Let V be a vector space over C and W be an inner product space over C with inner product <., .> and T:V --> W be a linear transformation. Find an orthogonal basis for V = R^3 with the inner product <., .>' = < T(u), T(v)> , if T= (Left multiplication by A) where A = a 3x3 matrix
I know the solution is finding the inverse of A and taking its columns as the orthogonal basis but I am not quite sure why
The question is asking you to find some matrix $A$ that acts like the linear transformation $T : V \to W$, or in other words, given $v \in V$ and $w \in W$, we want to find some matrix $A$ such that $Av = w$.
Furthermore, we are equipping $W$ with an inner product, so we can compute $\langle w_1, w_2\rangle_W$. Note that I am using subscript $W$ around the inner product brackets to be explicitly clear which space I am computing the inner product over.
Now, we want our matrix $A$ to have the following properties: it is $3 \times 3$ and that it forms a unitary matrix. If we assume $V,W$ to be vector spaces over the reals, then we sometimes call the matrix orthogonal. In any case, we will ensure that its rows are orthogonal vectors.

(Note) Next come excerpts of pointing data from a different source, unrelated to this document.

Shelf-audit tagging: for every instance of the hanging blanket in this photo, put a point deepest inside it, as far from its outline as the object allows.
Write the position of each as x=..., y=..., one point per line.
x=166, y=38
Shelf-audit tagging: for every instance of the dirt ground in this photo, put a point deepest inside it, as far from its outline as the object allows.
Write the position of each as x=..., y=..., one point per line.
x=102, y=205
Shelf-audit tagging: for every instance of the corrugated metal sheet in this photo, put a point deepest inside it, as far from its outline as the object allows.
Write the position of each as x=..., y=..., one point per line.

Let's take a moment to ask "why rows, why not columns?" Intuitively, recall that when multiplying by a column vector, we're essentially taking the inner product of each row of the matrix with the vector. In fact, it won't matter, because unitary matrices enjoy the property that their rows and columns are orthogonal (in fact orthonormal) with respect to the usual inner product.
Now, since we have $\langle u, v\rangle_V = \langle T(u), T(v)\rangle_W$, it is quite simple to find such a matrix. In fact, it is the most elementary matrix you can find!